Politics

Nebraska voters to face competing abortion amendments

The secretary of state said both measures had gathered more than the required 136,000 valid signatures.
Hundreds of people descend on the Nebraska Capitol, in Lincoln, on Tuesday, May 16, 2023. (AP Photo/Margery Beck)

Nebraska voters will decide in November whether to add amendments to the state constitution that would protect the right to an abortion and limit the right to an abortion, the first time in state history that contradictory measures have appeared on the same ballot.

In a statement Friday, Secretary of State Robert Evnen (R) said both measures had gathered more than the 136,000 valid signatures required to qualify for November’s ballot.

One measure, the Nebraska Right to Abortion initiative, would add a new section to the state constitution guaranteeing the right to end a pregnancy until fetal viability, or when needed to protect the life and health of the pregnant mother.

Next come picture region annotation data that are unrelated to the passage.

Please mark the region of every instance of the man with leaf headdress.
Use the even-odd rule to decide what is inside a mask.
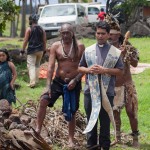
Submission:
[[[133,136],[133,146],[138,147],[138,119],[137,119],[137,93],[135,85],[132,81],[132,76],[130,72],[130,65],[137,67],[138,65],[138,52],[137,50],[128,42],[130,32],[128,31],[125,38],[121,36],[121,30],[119,24],[113,19],[111,15],[106,16],[106,21],[110,24],[110,44],[121,50],[121,56],[124,62],[124,71],[122,76],[117,76],[115,92],[116,96],[114,98],[114,117],[116,123],[116,135],[117,141],[121,141],[121,109],[125,105],[127,115],[129,117],[130,126]],[[114,144],[114,143],[113,143]]]

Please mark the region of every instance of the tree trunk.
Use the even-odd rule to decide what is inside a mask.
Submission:
[[[27,5],[27,0],[22,0],[22,18],[21,18],[20,37],[24,37],[25,30],[26,30],[26,5]]]

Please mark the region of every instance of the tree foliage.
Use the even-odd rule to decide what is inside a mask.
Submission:
[[[107,0],[107,12],[118,15],[118,21],[120,23],[127,22],[132,12],[138,9],[140,6],[149,6],[150,3],[147,0]]]
[[[121,8],[123,9],[126,15],[131,15],[132,11],[140,6],[148,6],[149,2],[147,0],[125,0],[121,4]]]
[[[19,13],[20,7],[13,0],[0,0],[0,32],[6,27],[6,21],[12,21]]]

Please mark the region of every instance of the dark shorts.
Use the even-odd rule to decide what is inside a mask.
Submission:
[[[59,98],[59,96],[62,96],[64,98],[63,94],[63,85],[67,84],[62,79],[55,77],[52,85],[51,85],[51,98],[49,97],[48,92],[41,95],[41,100],[47,100],[49,101],[49,107],[53,107],[56,100]],[[81,91],[81,81],[78,82],[73,89],[76,91],[76,110],[79,109],[79,99],[80,99],[80,91]]]

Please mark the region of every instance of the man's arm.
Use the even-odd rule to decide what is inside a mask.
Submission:
[[[133,67],[137,67],[139,61],[138,51],[135,50],[132,53],[132,56],[130,57],[130,65]]]
[[[29,39],[29,36],[30,36],[30,32],[31,32],[31,29],[28,27],[26,32],[25,32],[25,37],[24,37],[24,40],[23,40],[23,47],[22,47],[22,51],[23,52],[26,49],[26,46],[27,46],[27,43],[28,43],[28,39]]]
[[[43,48],[46,51],[46,32],[43,30]]]
[[[49,64],[48,64],[48,73],[47,73],[47,89],[51,92],[51,81],[55,69],[55,59],[56,59],[56,49],[57,45],[53,44],[50,48],[49,54]]]

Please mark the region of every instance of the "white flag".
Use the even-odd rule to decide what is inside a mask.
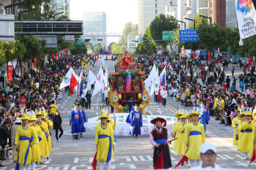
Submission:
[[[80,90],[80,86],[81,82],[82,82],[82,74],[83,74],[83,73],[82,73],[82,72],[81,72],[80,74],[80,76],[79,76],[79,77],[78,77],[78,85],[75,86],[75,90],[76,91],[78,90],[78,93],[79,93],[79,90]]]
[[[75,74],[73,69],[72,67],[70,67],[70,69],[67,72],[66,75],[64,76],[64,79],[62,80],[61,85],[59,86],[59,89],[61,89],[61,88],[64,88],[68,85],[70,85],[72,73],[73,73],[73,75],[75,76],[76,80],[78,80],[78,76],[77,76],[77,74]]]
[[[94,76],[94,73],[91,72],[91,70],[89,70],[89,74],[87,78],[87,90],[91,90],[91,85],[97,80],[96,77]]]
[[[156,65],[154,64],[154,66],[150,72],[148,77],[144,81],[146,90],[148,92],[149,95],[151,96],[154,93],[154,77],[157,73]]]
[[[105,76],[104,76],[104,88],[108,85],[108,66],[106,65],[106,70],[105,72]]]
[[[100,90],[102,89],[102,84],[103,82],[104,75],[102,68],[99,68],[99,74],[97,77],[97,80],[95,83],[94,90],[92,93],[92,97],[94,97]]]

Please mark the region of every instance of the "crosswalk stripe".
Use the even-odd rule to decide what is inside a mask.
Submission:
[[[236,156],[237,156],[238,158],[241,158],[241,159],[244,159],[244,157],[239,155],[238,154],[236,154]]]
[[[135,161],[139,161],[138,159],[137,159],[137,158],[136,158],[136,156],[132,156],[132,159]]]
[[[146,156],[149,161],[153,161],[153,158],[151,156]]]
[[[145,161],[143,156],[139,156],[139,158],[140,158],[140,159],[142,161]]]
[[[234,159],[234,158],[231,158],[230,156],[229,156],[227,155],[223,155],[223,156],[225,156],[225,157],[227,157],[229,159]]]
[[[227,159],[227,158],[222,156],[222,155],[219,154],[217,156],[219,156],[222,159]]]

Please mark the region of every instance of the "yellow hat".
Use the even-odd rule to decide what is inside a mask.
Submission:
[[[33,119],[33,117],[32,117],[32,116],[29,116],[28,120],[29,120],[29,121],[34,121],[34,120]]]
[[[102,112],[102,115],[98,118],[99,120],[102,120],[102,119],[107,119],[108,120],[108,117],[106,116],[106,115],[105,114],[105,112]]]
[[[22,115],[22,117],[20,118],[21,120],[28,120],[28,115],[26,114],[23,114]]]
[[[248,111],[245,115],[246,116],[252,116],[252,112],[251,111]]]
[[[42,113],[40,112],[37,112],[36,116],[42,116]]]
[[[197,115],[197,116],[200,116],[200,114],[198,114],[198,112],[197,111],[194,111],[194,112],[192,112],[190,114],[189,114],[190,116],[193,116],[193,115]]]
[[[178,112],[176,113],[176,115],[175,115],[175,117],[178,117],[179,116],[182,115],[182,112]]]
[[[246,116],[244,112],[241,112],[239,115],[238,117],[241,118],[242,116]]]
[[[186,113],[184,113],[184,114],[182,115],[182,116],[180,116],[179,117],[187,119],[187,114],[186,114]]]
[[[45,118],[45,117],[42,117],[42,120],[44,120],[44,122],[47,122],[47,119]]]
[[[33,116],[33,119],[34,119],[34,120],[38,120],[36,116]]]

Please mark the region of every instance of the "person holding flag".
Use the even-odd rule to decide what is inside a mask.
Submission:
[[[150,143],[154,147],[154,169],[168,169],[172,167],[169,142],[172,136],[168,129],[164,128],[167,122],[162,117],[157,117],[151,121],[154,129],[149,134]]]
[[[188,147],[185,156],[190,160],[191,167],[195,167],[200,166],[200,147],[206,141],[206,134],[203,125],[198,122],[198,112],[194,111],[190,115],[192,121],[185,131],[185,142]]]

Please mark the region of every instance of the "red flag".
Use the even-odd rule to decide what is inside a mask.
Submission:
[[[70,94],[71,96],[73,95],[74,92],[73,90],[78,85],[77,79],[73,75],[73,73],[71,74],[71,79],[70,79]]]
[[[187,153],[187,150],[185,154]],[[187,157],[185,155],[182,157],[181,160],[178,163],[178,164],[175,166],[174,169],[176,169],[177,166],[181,165],[181,163],[184,161],[187,163]]]
[[[193,58],[195,58],[195,51],[192,51]]]
[[[159,154],[159,155],[158,156],[158,159],[156,163],[156,166],[154,167],[154,169],[164,169],[164,160],[162,158],[162,151]]]
[[[249,166],[251,166],[251,163],[255,161],[255,149],[253,150],[253,154],[252,154],[252,157],[251,159],[251,161],[249,163]]]
[[[91,163],[91,166],[92,166],[92,168],[94,169],[94,170],[96,170],[96,166],[97,166],[97,160],[96,160],[96,158],[97,158],[97,152],[96,152],[96,153],[95,153],[94,161],[93,161],[92,163]]]
[[[211,62],[211,52],[207,53],[207,56],[208,56],[208,62]]]
[[[162,80],[160,80],[160,85],[159,85],[159,90],[158,90],[158,101],[159,103],[162,103],[162,98],[161,98],[161,84],[162,84]]]

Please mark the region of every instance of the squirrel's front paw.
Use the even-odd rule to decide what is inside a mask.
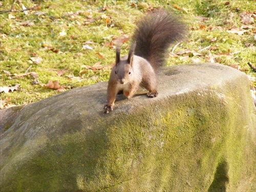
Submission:
[[[109,105],[108,104],[104,106],[104,113],[108,114],[113,111],[113,106]]]
[[[146,94],[146,96],[147,97],[156,97],[157,95],[158,95],[158,93],[156,92],[155,93],[147,93]]]

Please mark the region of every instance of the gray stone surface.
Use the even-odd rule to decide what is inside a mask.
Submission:
[[[119,95],[109,114],[106,82],[2,110],[3,191],[255,190],[247,76],[199,63],[159,76],[157,97]]]

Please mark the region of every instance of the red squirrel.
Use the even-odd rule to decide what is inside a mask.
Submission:
[[[146,96],[157,96],[155,71],[164,65],[168,49],[186,33],[186,25],[179,17],[160,9],[147,14],[137,23],[127,56],[120,58],[120,47],[116,50],[116,64],[108,86],[108,104],[104,112],[114,108],[118,93],[132,97],[140,86],[148,91]]]

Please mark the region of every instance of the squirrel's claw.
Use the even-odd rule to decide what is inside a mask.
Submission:
[[[108,104],[105,105],[104,106],[104,113],[106,113],[107,114],[113,111],[113,106],[109,105]]]
[[[156,97],[157,95],[158,95],[158,93],[157,93],[157,92],[156,92],[155,93],[147,93],[146,94],[146,96],[147,97]]]

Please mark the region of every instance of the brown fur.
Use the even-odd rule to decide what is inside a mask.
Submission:
[[[117,47],[116,65],[112,69],[108,87],[108,104],[104,112],[113,111],[116,95],[121,92],[133,97],[139,87],[148,90],[148,97],[157,96],[158,80],[155,70],[164,64],[169,46],[181,39],[186,26],[167,11],[149,13],[137,24],[127,56],[120,58]]]

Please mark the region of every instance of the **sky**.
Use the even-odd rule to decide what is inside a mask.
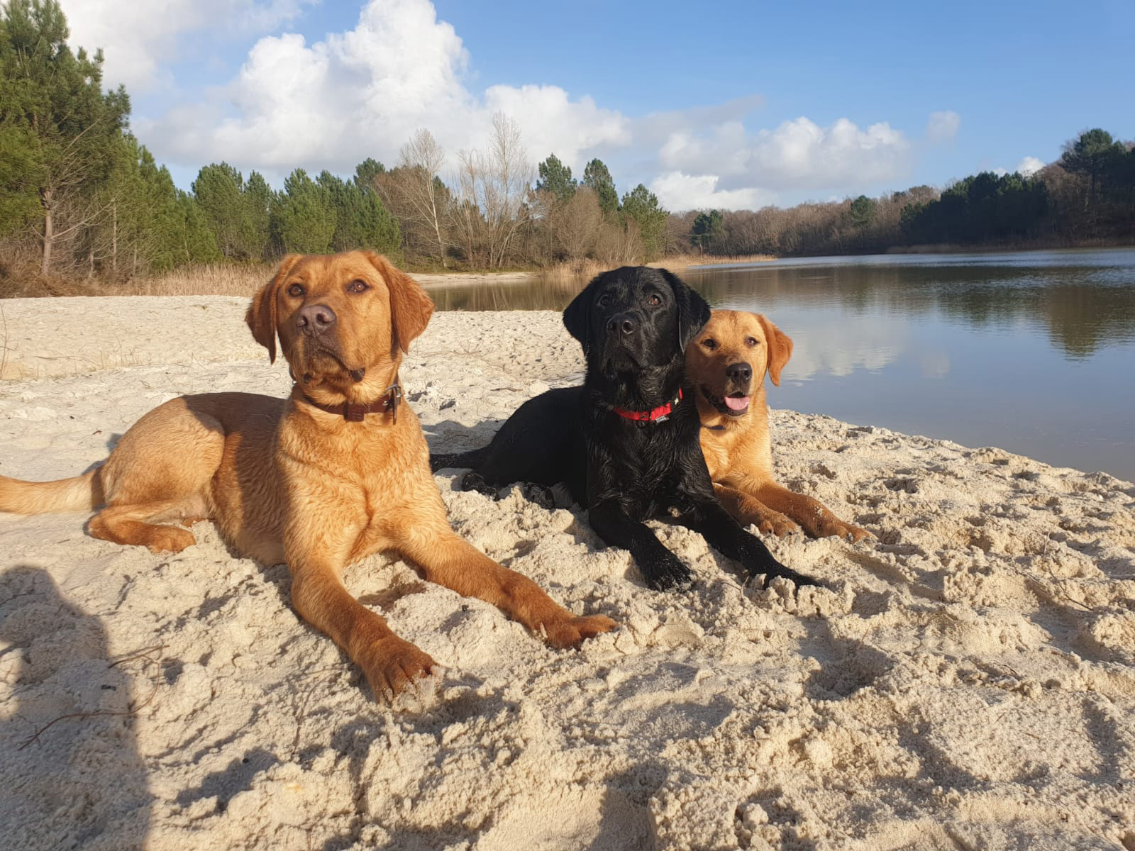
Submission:
[[[1081,130],[1135,138],[1135,2],[61,0],[132,129],[188,188],[226,161],[398,161],[516,121],[532,162],[672,211],[757,209],[1033,171]]]

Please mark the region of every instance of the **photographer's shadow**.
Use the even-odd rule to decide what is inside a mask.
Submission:
[[[150,826],[135,713],[146,654],[108,656],[100,620],[51,575],[0,573],[0,836],[7,848],[140,849]]]

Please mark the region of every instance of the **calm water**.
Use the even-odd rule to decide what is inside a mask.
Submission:
[[[1135,479],[1135,248],[807,258],[689,269],[792,337],[770,403]],[[582,281],[430,289],[562,310]]]

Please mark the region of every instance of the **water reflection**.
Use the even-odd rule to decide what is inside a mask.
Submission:
[[[1135,250],[688,269],[796,343],[774,406],[1135,479]],[[440,310],[562,310],[587,281],[432,287]]]

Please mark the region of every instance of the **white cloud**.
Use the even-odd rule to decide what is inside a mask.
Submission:
[[[143,69],[135,74],[143,74],[155,61],[161,67],[159,48],[168,49],[201,18],[258,10],[261,24],[279,25],[313,0],[168,0],[162,16],[149,11],[159,3],[133,1],[148,9],[126,27],[144,31],[132,60]],[[103,11],[127,9],[126,2],[91,0]],[[227,11],[216,12],[220,7]],[[297,166],[348,174],[367,157],[390,165],[419,127],[449,152],[452,168],[457,151],[486,145],[493,115],[503,111],[520,126],[532,161],[555,153],[579,175],[587,160],[600,157],[622,191],[641,180],[670,209],[757,208],[784,194],[885,188],[907,178],[925,149],[886,121],[860,127],[839,118],[821,126],[799,117],[754,129],[753,113],[764,106],[756,94],[632,119],[552,84],[476,91],[469,66],[460,35],[438,19],[430,0],[369,0],[354,27],[319,41],[262,35],[227,83],[186,95],[157,118],[136,117],[133,126],[175,167],[224,159],[278,183]],[[958,124],[955,112],[932,113],[926,141],[952,137]]]
[[[926,141],[932,145],[952,142],[958,135],[960,126],[961,116],[957,112],[951,112],[950,110],[931,112],[930,119],[926,121]]]
[[[658,159],[674,172],[717,175],[724,189],[843,189],[905,177],[911,145],[886,123],[860,129],[840,118],[821,127],[800,117],[753,134],[728,120],[671,133]]]
[[[180,161],[224,158],[288,171],[304,165],[350,171],[365,157],[396,160],[418,127],[451,153],[488,140],[503,110],[521,127],[535,159],[553,151],[572,167],[581,152],[629,140],[627,119],[558,86],[497,85],[477,96],[461,75],[469,56],[428,0],[371,0],[358,25],[308,44],[285,34],[260,39],[237,77],[201,104],[145,125],[148,140]],[[224,102],[236,108],[224,116]]]
[[[295,18],[318,0],[84,0],[67,7],[69,43],[106,52],[103,83],[132,92],[169,85],[160,66],[177,54],[182,36],[217,27],[222,32],[263,33]],[[233,26],[232,22],[238,22]]]
[[[765,189],[747,187],[718,189],[717,175],[687,175],[666,171],[650,183],[650,192],[667,210],[757,210],[773,202],[774,195]]]

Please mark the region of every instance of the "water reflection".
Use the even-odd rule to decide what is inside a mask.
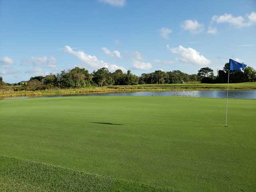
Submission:
[[[256,99],[256,90],[231,90],[229,92],[229,98],[239,99]],[[180,96],[184,97],[226,98],[227,91],[224,90],[198,91],[140,91],[137,92],[118,92],[79,94],[75,95],[39,96],[4,98],[4,99],[22,99],[36,98],[60,97],[70,96]]]

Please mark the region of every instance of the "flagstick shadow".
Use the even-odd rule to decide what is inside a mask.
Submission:
[[[117,123],[112,123],[102,122],[90,122],[92,123],[97,123],[98,124],[104,124],[106,125],[124,125],[124,124],[118,124]]]

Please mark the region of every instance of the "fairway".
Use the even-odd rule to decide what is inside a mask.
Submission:
[[[255,191],[256,100],[230,99],[228,128],[226,102],[0,100],[0,191]]]

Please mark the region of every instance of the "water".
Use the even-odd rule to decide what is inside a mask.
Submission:
[[[229,91],[229,98],[256,99],[256,90],[231,90]],[[223,90],[198,91],[140,91],[100,94],[79,94],[54,96],[34,96],[4,98],[4,99],[22,99],[36,98],[60,97],[70,96],[181,96],[184,97],[226,98],[227,91]]]

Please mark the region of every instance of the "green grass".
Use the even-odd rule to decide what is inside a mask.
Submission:
[[[146,84],[137,85],[121,85],[105,86],[102,87],[90,87],[79,89],[47,90],[38,91],[20,90],[14,91],[14,86],[5,86],[0,87],[0,99],[4,97],[26,96],[50,96],[84,94],[92,93],[114,92],[154,90],[211,90],[226,89],[227,84],[207,84],[192,83],[188,82],[184,84]],[[230,89],[256,90],[256,82],[230,83]]]
[[[0,100],[0,191],[255,191],[256,101],[229,103],[226,128],[221,99]]]

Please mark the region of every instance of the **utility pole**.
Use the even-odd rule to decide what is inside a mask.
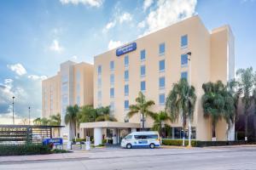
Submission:
[[[28,107],[28,124],[30,125],[30,106]]]
[[[15,124],[15,97],[13,96],[13,124]]]

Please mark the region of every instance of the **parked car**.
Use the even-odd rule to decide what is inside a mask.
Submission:
[[[154,149],[160,146],[159,133],[154,131],[133,132],[125,136],[121,142],[121,147],[127,149],[142,147]]]

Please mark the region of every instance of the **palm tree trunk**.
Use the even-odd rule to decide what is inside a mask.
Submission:
[[[245,118],[244,118],[244,128],[245,128],[245,133],[244,133],[244,140],[247,141],[247,133],[248,133],[248,116],[246,112]]]
[[[189,147],[191,146],[191,120],[189,118]]]
[[[212,123],[212,141],[216,141],[216,131],[215,131],[215,123]]]
[[[185,128],[183,127],[183,146],[185,146]]]
[[[74,124],[74,138],[77,138],[77,123],[76,121],[73,122]]]
[[[144,128],[145,128],[144,117],[145,117],[144,113],[143,113],[143,131],[144,131]]]

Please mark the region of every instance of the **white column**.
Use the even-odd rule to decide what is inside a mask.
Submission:
[[[113,129],[113,144],[118,144],[118,137],[117,137],[117,128]]]
[[[102,144],[102,128],[94,128],[94,145],[97,146]]]

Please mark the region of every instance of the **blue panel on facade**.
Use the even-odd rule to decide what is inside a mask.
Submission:
[[[132,42],[124,47],[119,48],[116,49],[116,56],[120,56],[131,51],[134,51],[137,48],[137,43]]]

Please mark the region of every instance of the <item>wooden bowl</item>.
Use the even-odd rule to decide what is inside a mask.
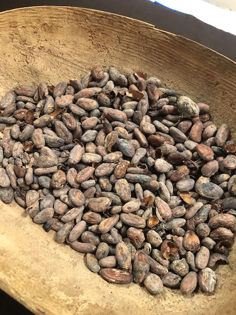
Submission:
[[[141,70],[210,106],[236,136],[236,64],[201,45],[132,19],[92,10],[24,8],[0,14],[0,96],[18,84],[56,84],[97,64]],[[15,203],[1,204],[0,287],[36,314],[236,313],[236,245],[216,271],[214,295],[106,283],[82,254],[55,241]]]

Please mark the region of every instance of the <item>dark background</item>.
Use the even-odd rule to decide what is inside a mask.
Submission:
[[[133,18],[153,24],[158,29],[194,40],[236,61],[235,36],[192,16],[169,10],[148,0],[10,0],[1,2],[0,11],[34,6],[87,8]],[[32,314],[0,290],[0,315]]]

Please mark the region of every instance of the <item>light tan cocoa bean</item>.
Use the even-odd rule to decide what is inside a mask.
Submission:
[[[99,261],[98,264],[101,267],[112,268],[116,266],[117,261],[115,256],[110,256],[101,258]]]
[[[99,224],[99,230],[102,233],[107,233],[116,224],[119,219],[119,214],[114,214],[112,216],[104,219]]]
[[[123,241],[119,242],[115,246],[115,258],[120,267],[128,270],[131,265],[131,254],[128,247]]]
[[[114,188],[116,194],[122,200],[125,202],[130,200],[131,198],[131,191],[130,185],[126,179],[118,179],[115,182]]]
[[[133,281],[132,274],[116,268],[102,268],[99,274],[103,279],[112,283],[126,284]]]
[[[140,248],[145,240],[145,237],[143,232],[143,230],[132,227],[128,228],[127,232],[127,235],[132,240],[135,247],[137,249]]]
[[[215,144],[218,146],[222,147],[227,141],[229,135],[229,127],[226,124],[222,125],[219,128],[215,137]]]
[[[38,224],[45,223],[53,216],[54,214],[54,209],[53,208],[46,208],[36,214],[34,217],[33,220]]]
[[[149,272],[144,281],[146,288],[152,294],[159,294],[163,290],[163,284],[159,276]]]
[[[108,244],[104,242],[101,242],[98,244],[97,250],[96,251],[95,256],[96,258],[99,260],[101,260],[102,258],[104,258],[108,256],[109,254],[109,246]],[[99,262],[100,265],[100,261]],[[102,266],[100,265],[101,267],[107,267],[107,266]],[[114,266],[113,266],[114,267]]]
[[[122,221],[129,226],[139,228],[146,226],[145,220],[134,213],[121,213],[120,217]]]
[[[80,253],[95,253],[96,247],[90,243],[84,243],[75,241],[71,244],[71,247],[73,250]]]
[[[97,246],[100,243],[99,234],[90,231],[84,231],[81,236],[81,241],[84,243],[89,243]]]
[[[163,242],[158,233],[152,229],[148,231],[147,233],[147,239],[148,242],[154,247],[159,247]]]
[[[92,272],[97,273],[100,271],[101,267],[98,265],[97,259],[94,255],[87,253],[84,258],[85,265]]]
[[[210,257],[210,251],[205,246],[202,246],[197,253],[195,258],[196,267],[199,269],[203,269],[208,264]]]
[[[91,177],[94,171],[94,168],[88,166],[83,170],[79,172],[75,178],[76,181],[78,184],[81,184],[83,182],[87,181],[90,177]]]
[[[102,163],[95,170],[94,175],[98,177],[108,176],[113,173],[115,166],[113,163]]]
[[[90,210],[95,212],[101,212],[107,209],[111,205],[111,201],[106,197],[91,198],[88,204]]]
[[[214,271],[208,267],[200,270],[198,274],[198,283],[203,292],[213,293],[216,283],[216,277]]]
[[[73,221],[79,214],[81,215],[84,209],[84,207],[83,206],[72,208],[62,216],[61,220],[64,223]]]
[[[160,214],[164,220],[169,220],[171,217],[171,210],[169,205],[160,197],[155,199],[157,215]]]
[[[139,199],[132,200],[124,204],[122,207],[122,211],[126,213],[134,212],[139,210],[141,205],[141,203]]]
[[[200,248],[200,240],[197,235],[191,230],[187,231],[184,234],[183,244],[187,251],[193,252]]]
[[[197,274],[194,271],[190,271],[182,280],[180,283],[180,291],[184,294],[192,293],[197,286]]]
[[[149,262],[150,271],[156,275],[165,275],[168,272],[167,268],[158,263],[150,256],[148,256],[148,259]]]
[[[6,173],[5,169],[0,168],[0,187],[3,188],[8,187],[11,185],[10,179]]]

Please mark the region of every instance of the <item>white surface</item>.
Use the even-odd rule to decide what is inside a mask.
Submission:
[[[150,1],[190,14],[210,25],[236,35],[236,12],[222,9],[203,0]]]

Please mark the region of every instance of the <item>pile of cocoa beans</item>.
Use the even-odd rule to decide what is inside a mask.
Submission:
[[[236,231],[236,141],[208,105],[97,66],[19,85],[0,110],[4,202],[109,282],[214,292]]]

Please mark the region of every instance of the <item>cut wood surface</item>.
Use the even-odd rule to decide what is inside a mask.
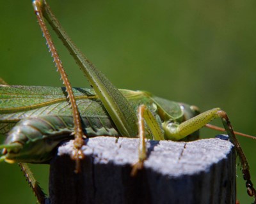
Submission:
[[[52,204],[235,203],[236,156],[228,141],[148,141],[144,169],[133,177],[138,139],[97,136],[85,143],[77,174],[72,141],[58,148],[51,163]]]

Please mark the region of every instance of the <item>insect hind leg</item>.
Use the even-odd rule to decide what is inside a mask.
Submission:
[[[39,203],[47,203],[46,194],[43,191],[38,182],[36,180],[28,165],[26,163],[19,163],[21,171],[22,171],[29,186],[31,187],[33,193],[36,197]]]
[[[235,145],[236,152],[239,157],[240,162],[242,165],[242,172],[243,178],[246,181],[246,186],[247,187],[247,193],[250,196],[254,196],[254,202],[256,203],[256,190],[253,187],[253,184],[251,181],[251,175],[250,173],[250,167],[247,161],[247,159],[245,156],[244,153],[243,151],[241,145],[236,138],[236,135],[234,134],[233,127],[231,125],[230,121],[226,113],[223,110],[220,110],[217,112],[217,114],[221,119],[222,123],[224,128],[227,132],[228,136],[230,138],[231,142]]]

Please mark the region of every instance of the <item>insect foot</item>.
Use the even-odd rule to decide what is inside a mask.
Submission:
[[[74,141],[74,150],[70,157],[72,160],[76,161],[76,170],[74,171],[76,173],[81,172],[80,160],[84,158],[84,154],[81,150],[84,144],[84,140],[80,138],[76,138]]]

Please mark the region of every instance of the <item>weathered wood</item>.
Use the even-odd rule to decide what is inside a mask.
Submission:
[[[232,144],[219,138],[191,142],[148,141],[148,159],[134,177],[138,139],[86,140],[82,172],[74,173],[72,142],[51,164],[51,203],[235,203]]]

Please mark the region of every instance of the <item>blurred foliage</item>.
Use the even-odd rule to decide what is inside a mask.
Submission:
[[[202,110],[221,107],[235,129],[256,135],[255,1],[49,3],[74,41],[118,87],[147,90]],[[61,86],[31,1],[6,1],[0,15],[0,76],[13,85]],[[88,86],[54,40],[72,85]],[[203,130],[202,135],[216,133]],[[256,143],[239,140],[255,184]],[[48,167],[34,168],[47,189]],[[35,203],[17,165],[1,164],[0,172],[0,203]],[[241,203],[252,202],[239,168],[237,174],[237,198]]]

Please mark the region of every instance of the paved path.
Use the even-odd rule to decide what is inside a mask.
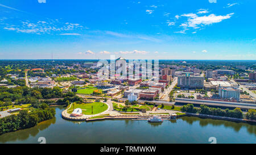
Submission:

The second proposed amendment, the Nebraska Prohibit Abortions After the First Trimester Amendment, would add a new section stating that “unborn children shall be protected from abortion in the second and third trimesters,” with exceptions for medical emergencies and pregnancies resulting from sexual assault or incest.

Current state law bars abortions after 12 weeks of pregnancy. The word “abortion” does not appear in the state constitution.

Though it has never happened before, Nebraska state law does contemplate a situation in which conflicting measures both pass in the same election. Evnen’s office cited state law that allows the measure that receives the most affirmative votes to prevail. State law allows the governor to determine whether there is a conflict between two initiatives that pass.

That highest-vote rule is common in other states. Political scientists Daniel Smith and Catherine Tolbert found that in 24 states that allow ballot measures, 16 use highest-vote rules to determine a winner. Two other states, Maine and Washington, require voters to choose between competing initiatives.

Though it is rare for conflicting ballot measures to appear in the same year, it has happened in the past. Smith and Tolbert found 56 instances of competing proposals that appeared on the ballot between 1980 and 2006 in eight states: Arizona, California, Colorado, Massachusetts, Montana, Nevada, Oregon and South Dakota.

In 1988, California voters faced five competing initiatives supported by the insurance industry, trial lawyers and consumer groups relating to auto insurance.

A similar situation happened in 2022, when tribal governments and sports betting companies spent hundreds of millions of dollars on two California propositions aiming to expand sports wagering. One measure would have allowed tribes to run sports betting, while another would have expanded sports betting beyond tribal borders; both failed by wide margins.

Nebraska becomes the 10th state with abortion-related measures on the ballot this year, and the only one with both conflicting measures and a measure to restrict abortion rights. In just the last week, elections officials in Arizona, Montana and Missouri have certified abortion rights measures for the ballot, while similar initiatives previously qualified in Florida, Nevada, Colorado, South Dakota, Maryland and New York.

In the two years since the U.S. Supreme Court overturned Roe v. Wade, measures to protect abortion rights have passed in Vermont, Michigan, California and Ohio. Measures to restrict abortion rights have failed in Kansas, Kentucky and Montana, all red states where Republicans hold majorities in the legislature.